Singapore trials agentic AI for corporate compliance, launches GenAI search engine for lawyers
By Si Ying Thian
Infocomm Media Development Authority (IMDA) and Singapore Academy of Law (SAL) are piloting an agentic tool to automate AGM compliance, and have launched GPT-Legal Q&A that lets lawyers use natural language to search legal information.

Both the POC for the agentic AGM demonstrator and the official launch of the LawNet 4.0 platform were announced at the TechLaw.Fest 2025, jointly organised by Singapore Academy of Law (SAL) and the Ministry of Law, on September 11 in Singapore. Image: SAL
Very soon, companies in Singapore could use an agentic artificial intelligence (AI) assistant to handle their paperwork submissions for Annual General Meetings (AGMs).
Separately, lawyers could now pose questions related to contract law on LawNet 4.0, a one-stop platform for legal research in Singapore, using natural language.
Both the proof-of-concept (POC) for the agentic AGM demonstrator and the official launch of the LawNet 4.0 platform were announced at the TechLaw.Fest 2025, jointly organised by Singapore Academy of Law (SAL) and the Ministry of Law, on September 11 in Singapore.
Agentic AGM demonstrator
The agentic AGM demonstrator was developed by Singapore’s Infocomm Media Development Authority (IMDA), partnering SAL, a potential user of the system.
The system aims to tackle a few challenges in the corporate secretarial sector, including increased regulatory complexity, administrative burden of routine tasks prone to human error, and freeing up professionals to focus on higher-value advisory work.
IMDA has designed the system to help companies plan for a compliant AGM by following a sequence of steps.
These steps ranged from managing essential documents, coordinating stakeholders and submitting final paperwork to the Accounting and Corporate Regulatory Authority (ACRA). The process also includes steps where human review is required.

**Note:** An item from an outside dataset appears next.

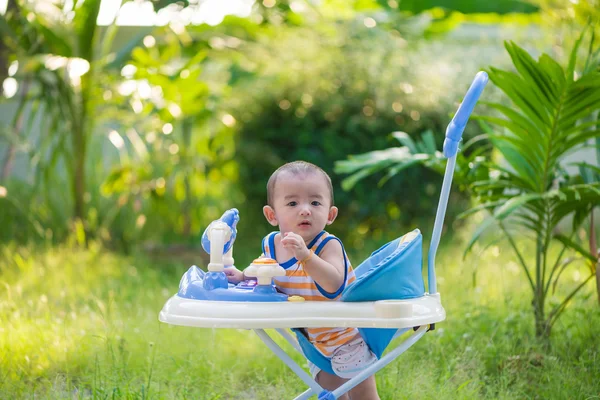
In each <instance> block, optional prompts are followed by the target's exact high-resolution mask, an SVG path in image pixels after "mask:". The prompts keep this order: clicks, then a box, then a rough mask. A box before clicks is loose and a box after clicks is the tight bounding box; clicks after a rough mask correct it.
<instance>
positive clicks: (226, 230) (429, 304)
mask: <svg viewBox="0 0 600 400" xmlns="http://www.w3.org/2000/svg"><path fill="white" fill-rule="evenodd" d="M487 81H488V76H487V74H486V73H485V72H483V71H482V72H479V73H478V74H477V75H476V76H475V79H474V80H473V83H472V84H471V87H470V88H469V90H468V91H467V94H466V96H465V98H464V101H463V102H462V104H461V105H460V107H459V108H458V111H457V113H456V115H455V116H454V118H453V119H452V121H451V122H450V124H449V125H448V128H447V130H446V137H445V140H444V148H443V154H444V156H445V157H446V158H448V162H447V164H446V171H445V174H444V181H443V183H442V190H441V194H440V200H439V203H438V208H437V213H436V217H435V224H434V228H433V235H432V239H431V246H430V248H429V253H428V268H427V273H428V278H429V292H425V285H424V280H423V275H422V273H421V269H422V245H423V238H422V236H421V233H420V231H419V230H418V229H415V230H414V231H412V232H409V233H407V234H405V235H404V236H402V237H399V238H397V239H395V240H393V241H391V242H389V243H387V244H386V245H384V246H382V247H381V248H380V249H378V250H377V251H375V252H374V253H372V254H371V256H370V257H369V258H367V259H366V260H365V261H364V262H363V263H362V264H360V265H359V266H358V267H357V268H356V269H355V274H356V278H357V279H356V281H355V282H354V283H352V284H350V285H349V286H348V287H346V288H345V289H344V291H343V292H342V295H341V301H324V302H318V301H304V299H303V298H302V297H299V296H290V297H288V296H287V295H285V294H282V293H278V292H277V291H276V290H275V288H274V286H273V285H272V278H273V277H274V276H280V275H285V270H284V269H283V268H282V267H281V266H279V265H278V264H277V262H276V261H275V260H271V259H264V258H260V259H256V260H254V261H253V262H252V264H251V265H250V266H249V267H248V268H247V269H245V270H244V273H245V275H246V276H254V277H256V278H257V279H256V281H244V282H241V283H240V284H238V285H232V284H229V283H228V282H227V277H226V276H225V273H224V272H223V270H224V268H227V267H230V266H232V265H233V262H234V260H233V258H232V252H233V243H234V241H235V238H236V225H237V223H238V221H239V214H238V211H237V210H236V209H231V210H228V211H226V212H225V214H223V216H222V217H221V219H219V220H217V221H213V222H212V223H211V224H210V225H209V226H208V227H207V228H206V231H205V232H204V235H203V237H202V246H203V248H204V250H205V251H207V252H208V253H209V254H210V263H209V264H208V267H207V270H208V272H204V271H203V270H201V269H200V268H198V267H196V266H192V267H191V268H190V269H189V270H188V271H187V272H186V273H185V274H184V275H183V277H182V278H181V282H180V284H179V291H178V293H177V294H176V295H174V296H173V297H171V298H170V299H169V300H168V301H167V302H166V304H165V305H164V307H163V309H162V311H161V312H160V314H159V320H160V321H162V322H165V323H168V324H174V325H185V326H194V327H199V328H242V329H253V330H254V331H255V332H256V333H257V334H258V336H259V337H260V338H261V339H262V341H263V342H264V343H265V344H266V345H267V347H269V349H271V350H272V351H273V352H274V353H275V354H276V355H277V356H278V357H279V358H281V359H282V360H283V362H284V363H286V364H287V365H288V367H290V368H291V369H292V371H294V372H295V373H296V374H297V375H298V377H299V378H300V379H302V381H304V382H305V383H306V384H307V385H308V387H309V389H308V390H306V391H305V392H304V393H302V394H300V395H299V396H298V397H296V399H297V400H298V399H307V398H309V397H311V396H313V395H317V396H318V398H319V399H326V400H333V399H337V398H338V397H340V396H342V395H343V394H344V393H346V392H348V391H349V390H350V389H352V388H353V387H355V386H356V385H358V384H359V383H360V382H362V381H363V380H364V379H366V378H367V377H369V376H371V375H373V374H374V373H376V372H377V371H379V370H380V369H382V368H383V367H385V366H386V365H388V364H389V363H390V362H392V361H393V360H394V359H395V358H396V357H398V356H399V355H400V354H402V353H403V352H405V351H406V350H407V349H408V348H410V347H411V346H412V345H413V344H414V343H415V342H417V341H418V340H419V339H421V337H423V335H424V334H425V333H426V332H427V331H428V330H430V329H434V327H435V323H437V322H441V321H443V320H444V319H445V318H446V312H445V311H444V308H443V307H442V303H441V299H440V294H439V293H438V292H437V287H436V280H435V255H436V252H437V248H438V245H439V241H440V235H441V231H442V224H443V220H444V216H445V214H446V206H447V203H448V195H449V193H450V185H451V182H452V175H453V173H454V167H455V164H456V153H457V152H458V145H459V142H460V140H461V137H462V133H463V130H464V128H465V125H466V123H467V121H468V119H469V116H470V115H471V112H472V111H473V108H474V107H475V103H477V100H478V99H479V96H480V95H481V92H482V91H483V89H484V87H485V85H486V83H487ZM318 327H356V328H358V329H359V331H360V333H361V335H362V336H363V338H364V339H365V342H366V343H367V344H368V346H369V347H370V349H371V351H372V352H373V353H374V354H375V355H376V356H377V358H378V360H377V362H376V363H374V364H372V365H370V366H369V367H367V368H366V369H365V370H364V371H362V372H361V373H360V374H359V375H357V376H355V377H354V378H352V379H350V380H349V381H347V382H346V383H344V384H343V385H342V386H340V387H339V388H337V389H336V390H334V391H327V390H324V389H323V388H322V387H321V386H320V385H319V384H318V383H317V382H316V381H315V380H313V379H312V377H311V376H310V375H309V374H308V373H307V372H306V371H304V370H303V369H302V368H301V367H300V366H299V365H298V364H296V363H295V362H294V361H293V360H292V358H291V357H290V356H289V355H288V354H287V353H285V351H284V350H283V349H282V348H281V347H279V345H277V344H276V343H275V341H273V339H272V338H271V337H270V336H269V335H268V334H267V333H266V332H265V329H275V330H276V332H278V333H279V334H280V335H282V336H283V337H284V338H285V340H286V341H288V342H289V343H290V344H291V345H292V346H293V347H294V348H295V349H296V350H298V351H299V352H300V353H302V354H304V356H305V357H306V358H308V359H309V360H310V361H312V362H313V363H314V364H316V365H317V366H318V367H319V368H321V369H322V370H324V371H327V372H329V373H331V374H333V370H332V368H331V362H330V360H329V359H327V358H325V357H324V356H322V355H321V353H319V352H318V351H317V349H316V348H315V347H314V346H313V345H312V344H311V343H310V342H309V341H308V339H307V338H306V337H305V336H304V334H303V333H302V330H301V329H302V328H318ZM286 328H289V329H291V330H292V331H293V332H294V333H295V334H296V339H297V340H295V339H294V337H293V336H292V335H291V334H290V333H289V332H288V331H287V330H286ZM407 331H413V332H412V334H411V335H410V336H409V337H408V338H407V339H406V340H404V341H403V342H401V343H400V344H399V345H398V346H397V347H396V348H394V349H393V350H391V351H389V352H388V353H387V354H385V355H383V352H384V350H385V349H386V347H387V346H388V344H389V343H390V342H391V341H392V340H393V339H394V338H395V337H397V336H400V335H402V334H404V333H405V332H407Z"/></svg>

According to IMDA’s official release, the increasing digitalisation of corporate compliance processes provided an opportunity to use AI to streamline routine tasks and enhance compliance.
The role of a corporate secretary is expected to become more strategic, focusing on advising boards on governance, preventing costly non-compliance, and guiding companies through major moves like restructuring or initial public offerings (IPOs), IMDA highlighted.
GenAI-powered search tool for lawyers
Previously, the LawNet platform only used a traditional keywords search engine. Now, its generative AI (GenAI)-powered search engine can understand the context and meaning behind the user's requests.
The revamped search engine on LawNet 4.0 was jointly launched by IMDA and SAL during the TechLaw.Fest 2025, and subscribers of LawNet can now it.
Launched 35 years ago, LawNet is an online legal information portal developed by SAL around Singapore legislation and other legal research materials. It has since expanded to include case law from other jurisdictions like Malaysia, India and the UK.
The search engine uses IMDA's new GPT-Legal Q&A model to understand context, which combines large language model (LLM) technology with retrieval-augmented generation (RAG) to assist with user queries.
The model has been trained on Singapore's legal context across vast amounts of authoritative data like judgements, Singapore law reports and legislation.
Legal researchers could get real-time and referenced answers to complex questions around contract law. The questions might range from factual queries to specific case scenarios and even hypothetical ones, IMDA stated.
“We are now moving beyond summarising individual documents and onto the next frontier — multi-document summarisation.
“This means connecting insights across jurisdictions, statutes, and legal commentaries to provide more holistic, contextualised answers, to better support complex legal research,” said Justice Kwek Mean Luck, Chair, LawNet Technology Services, at the event.
SAL is expected to roll out the GenAI-powered search engine to cover family and criminal law use cases in the future.
Public-private partnership
Justice Kwek shared that another partnership between SAL and AI Singapore is underway to use GenAI to create annotations for statutory provisions, which is also a labour-intensive effort for lawyers.
What this means is that the tool would automatically create and dynamically update annotations for statutory provisions, providing lawyers with a constantly updated resource.
Last year, LawNet launched an AI-powered summarisation tool for unreported judgements to help users quickly grasp key case points without having to go through dense documents.
To ensure high accuracy and a familiar format, SAL worked with IMDA to fine-tune an open-source model using LawNet’s existing data and feedback from Justices’ law clerks.
The tool has so far generated summaries for more than 15,000 court judgments, shrinking an average 8,000-word document down to a precise 800-word summary.
IMDA’s Deputy Director (Incubation), Janet Chiew, previously shared with GovInsider how her team addressed the challenge of GenAI hallucination by focusing on two key areas: improving the quality of the legal data and building safety features that work with users.